Según la tradición, en el siglo IV, la emperatriz Santa Elena halló en Jerusalén la cruz donde murió Jesús. Más tarde, en el año 614, los persas se llevaron esta reliquia como trofeo de guerra. Finalmente, el emperador Heraclio la recuperó y la devolvió a Jerusalén el 14 de septiembre del año 628. Desde entonces, se celebra este día como una festividad litúrgica.
Cuando la Santa Cruz regresó a Jerusalén, Heraclio quiso llevarla en una procesión solemne, vestido con todo su esplendor imperial. Pero sus ornamentos eran tan pesados que no podía moverse. El Arzobispo de Jerusalén, Zacarías, le dijo: «Es que todo ese lujo no concuerda con la humildad y el sufrimiento de Cristo cuando llevaba la cruz por estas calles». Entonces, Heraclio se quitó su manto lujoso y su corona de oro, y descalzo, siguió la procesión.
La cruz fue dividida en fragmentos. Uno se llevó a Roma, otro a Constantinopla y un tercero se quedó en Jerusalén. Los pedazos restantes se convirtieron en astillas que se distribuyeron por iglesias de todo el mundo, conocidas como la «Veracruz» o «Verdadera Cruz».

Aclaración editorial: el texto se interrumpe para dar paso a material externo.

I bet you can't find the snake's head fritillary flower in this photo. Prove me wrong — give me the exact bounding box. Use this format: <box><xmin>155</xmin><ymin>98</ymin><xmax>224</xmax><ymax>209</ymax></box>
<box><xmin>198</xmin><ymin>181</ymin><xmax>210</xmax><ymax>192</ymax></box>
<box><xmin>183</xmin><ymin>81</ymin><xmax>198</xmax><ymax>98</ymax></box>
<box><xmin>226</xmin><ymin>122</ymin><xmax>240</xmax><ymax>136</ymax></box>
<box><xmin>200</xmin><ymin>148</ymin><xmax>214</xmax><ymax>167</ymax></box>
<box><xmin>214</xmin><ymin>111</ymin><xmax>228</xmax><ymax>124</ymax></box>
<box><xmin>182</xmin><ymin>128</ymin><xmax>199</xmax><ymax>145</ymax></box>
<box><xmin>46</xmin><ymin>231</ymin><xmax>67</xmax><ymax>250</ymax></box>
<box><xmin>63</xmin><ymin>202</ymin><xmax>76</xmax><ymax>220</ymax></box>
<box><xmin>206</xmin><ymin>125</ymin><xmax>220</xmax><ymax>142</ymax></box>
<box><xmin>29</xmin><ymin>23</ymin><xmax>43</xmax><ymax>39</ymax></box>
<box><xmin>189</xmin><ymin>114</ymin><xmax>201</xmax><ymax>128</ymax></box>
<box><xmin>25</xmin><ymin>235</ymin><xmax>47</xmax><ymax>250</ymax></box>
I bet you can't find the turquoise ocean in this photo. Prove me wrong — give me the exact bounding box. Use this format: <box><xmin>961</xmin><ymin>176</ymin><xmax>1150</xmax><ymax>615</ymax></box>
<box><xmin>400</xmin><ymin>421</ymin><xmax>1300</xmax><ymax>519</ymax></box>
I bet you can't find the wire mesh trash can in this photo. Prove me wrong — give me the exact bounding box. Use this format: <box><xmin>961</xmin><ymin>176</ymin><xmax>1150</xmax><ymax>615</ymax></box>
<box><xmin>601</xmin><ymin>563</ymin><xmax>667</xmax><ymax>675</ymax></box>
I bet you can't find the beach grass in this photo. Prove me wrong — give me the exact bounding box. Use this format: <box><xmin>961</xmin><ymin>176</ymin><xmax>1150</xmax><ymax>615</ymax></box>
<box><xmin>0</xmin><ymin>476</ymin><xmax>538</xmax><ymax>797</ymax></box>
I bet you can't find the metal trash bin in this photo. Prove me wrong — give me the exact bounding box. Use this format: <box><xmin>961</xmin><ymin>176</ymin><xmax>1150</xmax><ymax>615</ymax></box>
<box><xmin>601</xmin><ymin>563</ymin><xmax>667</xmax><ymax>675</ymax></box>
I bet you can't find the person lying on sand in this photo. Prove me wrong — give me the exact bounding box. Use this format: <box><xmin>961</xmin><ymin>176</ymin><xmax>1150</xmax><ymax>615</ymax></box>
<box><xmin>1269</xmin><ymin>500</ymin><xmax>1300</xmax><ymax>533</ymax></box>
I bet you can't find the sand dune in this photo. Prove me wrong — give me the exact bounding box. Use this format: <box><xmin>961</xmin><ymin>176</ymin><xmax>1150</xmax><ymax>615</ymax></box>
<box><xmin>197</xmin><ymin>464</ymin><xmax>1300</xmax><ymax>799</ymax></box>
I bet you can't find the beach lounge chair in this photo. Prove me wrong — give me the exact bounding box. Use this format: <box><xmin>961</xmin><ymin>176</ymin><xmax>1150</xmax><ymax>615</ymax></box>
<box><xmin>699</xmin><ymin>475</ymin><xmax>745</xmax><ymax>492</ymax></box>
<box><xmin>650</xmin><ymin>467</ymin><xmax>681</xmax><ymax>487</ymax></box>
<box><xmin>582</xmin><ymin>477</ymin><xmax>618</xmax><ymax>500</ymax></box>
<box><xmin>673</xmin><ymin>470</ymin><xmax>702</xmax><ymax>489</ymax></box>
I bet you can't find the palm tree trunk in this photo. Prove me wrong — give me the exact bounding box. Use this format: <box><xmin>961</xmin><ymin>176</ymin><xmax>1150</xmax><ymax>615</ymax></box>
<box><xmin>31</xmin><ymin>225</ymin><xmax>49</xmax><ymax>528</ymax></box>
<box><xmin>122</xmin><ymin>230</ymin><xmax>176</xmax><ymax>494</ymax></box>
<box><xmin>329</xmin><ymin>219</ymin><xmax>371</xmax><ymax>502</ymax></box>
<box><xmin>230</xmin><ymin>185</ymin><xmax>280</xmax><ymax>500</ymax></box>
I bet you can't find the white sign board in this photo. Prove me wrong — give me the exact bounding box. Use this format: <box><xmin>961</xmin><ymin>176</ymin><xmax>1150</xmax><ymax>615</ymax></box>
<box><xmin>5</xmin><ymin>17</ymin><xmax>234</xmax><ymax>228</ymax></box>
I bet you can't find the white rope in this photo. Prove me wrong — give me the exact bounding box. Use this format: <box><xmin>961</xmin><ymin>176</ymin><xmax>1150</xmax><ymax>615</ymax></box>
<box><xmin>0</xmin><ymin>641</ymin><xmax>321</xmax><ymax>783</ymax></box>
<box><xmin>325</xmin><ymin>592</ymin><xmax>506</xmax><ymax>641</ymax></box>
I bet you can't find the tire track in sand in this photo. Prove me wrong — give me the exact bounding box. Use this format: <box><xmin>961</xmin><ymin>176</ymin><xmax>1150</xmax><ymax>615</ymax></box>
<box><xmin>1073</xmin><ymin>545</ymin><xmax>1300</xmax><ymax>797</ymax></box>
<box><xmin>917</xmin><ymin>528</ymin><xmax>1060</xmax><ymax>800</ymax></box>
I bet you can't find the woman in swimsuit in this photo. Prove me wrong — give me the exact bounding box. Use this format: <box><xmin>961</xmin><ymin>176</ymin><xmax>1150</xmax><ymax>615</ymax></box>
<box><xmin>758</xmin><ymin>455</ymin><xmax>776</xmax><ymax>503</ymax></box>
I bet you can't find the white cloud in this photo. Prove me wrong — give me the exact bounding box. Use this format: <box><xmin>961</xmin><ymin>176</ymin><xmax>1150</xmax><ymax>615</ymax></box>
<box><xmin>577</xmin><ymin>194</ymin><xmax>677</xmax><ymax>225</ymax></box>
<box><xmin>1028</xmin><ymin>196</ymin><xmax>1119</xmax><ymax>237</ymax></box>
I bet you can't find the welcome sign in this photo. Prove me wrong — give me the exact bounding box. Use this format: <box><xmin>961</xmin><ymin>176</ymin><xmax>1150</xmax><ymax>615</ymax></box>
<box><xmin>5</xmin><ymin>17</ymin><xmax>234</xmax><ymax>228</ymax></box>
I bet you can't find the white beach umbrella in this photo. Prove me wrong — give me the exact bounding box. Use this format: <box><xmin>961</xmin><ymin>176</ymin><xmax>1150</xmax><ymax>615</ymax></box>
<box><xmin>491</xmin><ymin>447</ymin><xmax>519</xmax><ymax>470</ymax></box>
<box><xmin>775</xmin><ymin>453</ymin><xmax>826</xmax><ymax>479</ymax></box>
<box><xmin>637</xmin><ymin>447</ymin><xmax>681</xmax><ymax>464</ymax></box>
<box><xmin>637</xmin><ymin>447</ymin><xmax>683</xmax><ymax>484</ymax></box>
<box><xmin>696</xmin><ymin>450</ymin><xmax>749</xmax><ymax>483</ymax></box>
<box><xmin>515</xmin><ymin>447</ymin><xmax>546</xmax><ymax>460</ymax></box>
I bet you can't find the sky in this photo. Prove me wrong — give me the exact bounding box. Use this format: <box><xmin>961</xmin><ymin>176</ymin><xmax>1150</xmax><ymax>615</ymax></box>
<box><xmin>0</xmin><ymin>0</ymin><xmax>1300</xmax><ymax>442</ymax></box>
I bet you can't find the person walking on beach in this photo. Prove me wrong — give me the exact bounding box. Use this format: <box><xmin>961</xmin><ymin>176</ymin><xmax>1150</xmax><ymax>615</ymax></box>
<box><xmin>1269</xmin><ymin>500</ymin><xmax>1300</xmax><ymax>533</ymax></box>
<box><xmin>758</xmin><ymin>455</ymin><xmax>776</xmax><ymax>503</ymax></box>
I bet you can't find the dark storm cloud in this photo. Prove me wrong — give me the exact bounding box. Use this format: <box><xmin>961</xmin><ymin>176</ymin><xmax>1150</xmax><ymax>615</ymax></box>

En las historias de los santos, se cuenta que San Antonio Abad se santiguaba cada vez que el demonio lo atacaba con visiones y tentaciones horribles, y eso bastaba para ahuyentar al enemigo. Así, los cristianos adoptaron la costumbre de hacer la señal de la cruz para pedir la protección de Dios ante el mal y los peligros que nos rodean.